The Russian Bear bomber was intercepted north of Scotland and was escorted away from the region but did not enter into UK airspace, a British Ministry of Defence spokesman said in a statement.
At no point did the Russian aircraft pose a threat to the UK, the spokesman added.
The scare comes just a month after Russia’s Northern Fleet navy vessels were sent to the English Channel in order to carry out anti-aircraft and anti-submarine defense drills in the northeastern Atlantic close to Britain’s waters.
Russian military vessels and aircraft have been increasing their activity around the British isles as of late, as tensions remain at their highest since the Cold War over Russia’s annexation of Crimea from Ukraine last year.
A member of the NATO military bloc, the UK reported around 100 incidents in which they were forced to intercept Russian aircraft in 2014.
In February, British warship HMS Argyll tracked Russia’s Yaroslav Mudry warship as it sailed through the English Channel on its way back to Russia from the Mediterranean.
A day later, British Typhoon jets were forced to intercept two Tu-95MS Russian Bear bombers as they flew by British airspace off the southern coast of Cornwall, just two weeks after a similar incident.

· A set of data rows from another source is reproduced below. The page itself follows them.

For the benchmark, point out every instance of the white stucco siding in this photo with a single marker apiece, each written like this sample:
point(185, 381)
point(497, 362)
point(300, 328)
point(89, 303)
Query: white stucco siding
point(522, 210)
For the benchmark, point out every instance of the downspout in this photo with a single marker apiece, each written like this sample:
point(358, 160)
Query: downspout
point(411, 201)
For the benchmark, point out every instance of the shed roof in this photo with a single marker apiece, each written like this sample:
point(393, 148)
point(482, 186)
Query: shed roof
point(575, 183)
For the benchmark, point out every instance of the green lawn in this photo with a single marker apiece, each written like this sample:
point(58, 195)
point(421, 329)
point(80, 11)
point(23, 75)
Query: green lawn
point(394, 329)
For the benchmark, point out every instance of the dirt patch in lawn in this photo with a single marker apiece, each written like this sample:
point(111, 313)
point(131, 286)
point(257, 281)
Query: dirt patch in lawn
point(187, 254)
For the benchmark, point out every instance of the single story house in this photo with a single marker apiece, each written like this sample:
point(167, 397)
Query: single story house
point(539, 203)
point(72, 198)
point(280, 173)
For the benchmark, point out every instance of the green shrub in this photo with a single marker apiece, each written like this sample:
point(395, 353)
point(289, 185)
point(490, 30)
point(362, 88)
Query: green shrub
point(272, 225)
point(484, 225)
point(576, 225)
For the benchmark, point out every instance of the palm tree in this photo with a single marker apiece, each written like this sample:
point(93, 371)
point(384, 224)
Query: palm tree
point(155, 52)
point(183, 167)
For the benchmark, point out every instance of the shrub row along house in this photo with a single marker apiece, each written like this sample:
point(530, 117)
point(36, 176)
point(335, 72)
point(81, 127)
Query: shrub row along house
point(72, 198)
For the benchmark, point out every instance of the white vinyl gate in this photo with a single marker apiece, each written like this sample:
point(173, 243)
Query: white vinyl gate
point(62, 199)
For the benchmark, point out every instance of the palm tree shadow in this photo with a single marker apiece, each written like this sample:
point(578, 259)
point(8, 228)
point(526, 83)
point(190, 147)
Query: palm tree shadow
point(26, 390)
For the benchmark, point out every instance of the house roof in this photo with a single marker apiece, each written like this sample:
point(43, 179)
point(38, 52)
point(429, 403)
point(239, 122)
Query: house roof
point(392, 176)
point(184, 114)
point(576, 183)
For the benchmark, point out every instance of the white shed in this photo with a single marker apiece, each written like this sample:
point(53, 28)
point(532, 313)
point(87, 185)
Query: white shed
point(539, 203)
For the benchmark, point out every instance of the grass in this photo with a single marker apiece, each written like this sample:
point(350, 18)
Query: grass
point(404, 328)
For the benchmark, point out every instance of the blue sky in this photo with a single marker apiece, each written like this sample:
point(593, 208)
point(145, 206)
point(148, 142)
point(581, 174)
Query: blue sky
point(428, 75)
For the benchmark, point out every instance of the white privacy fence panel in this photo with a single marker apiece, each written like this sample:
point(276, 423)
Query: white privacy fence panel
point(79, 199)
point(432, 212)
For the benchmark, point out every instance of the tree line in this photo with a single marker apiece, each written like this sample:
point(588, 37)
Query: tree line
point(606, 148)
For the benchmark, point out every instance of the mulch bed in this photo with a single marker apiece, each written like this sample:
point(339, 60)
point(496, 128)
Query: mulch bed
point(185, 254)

Former MI6 spy chief Sir John Sawers later warned Russia poses a danger to Britain, telling BBC Radio 4's Today program that although the Russian threat was not necessarily directly to the UK, Russia keeps reminding the UK of its nuclear capabilities.
The ex-intelligence chief’s comments in early March came days after Britain promised to send 75 military advisers and trainers to help the Ukrainian army reduce its fatality rate against pro-Russian separatists in the country’s east.
According to plans, Britain will initially send 30 military personnel to advise Ukrainian forces on medical training, logistics, intelligence analysis and infantry training in Kiev and western Ukraine. The total number of trainers working in non-conflict zones in the country will later be raised to 75.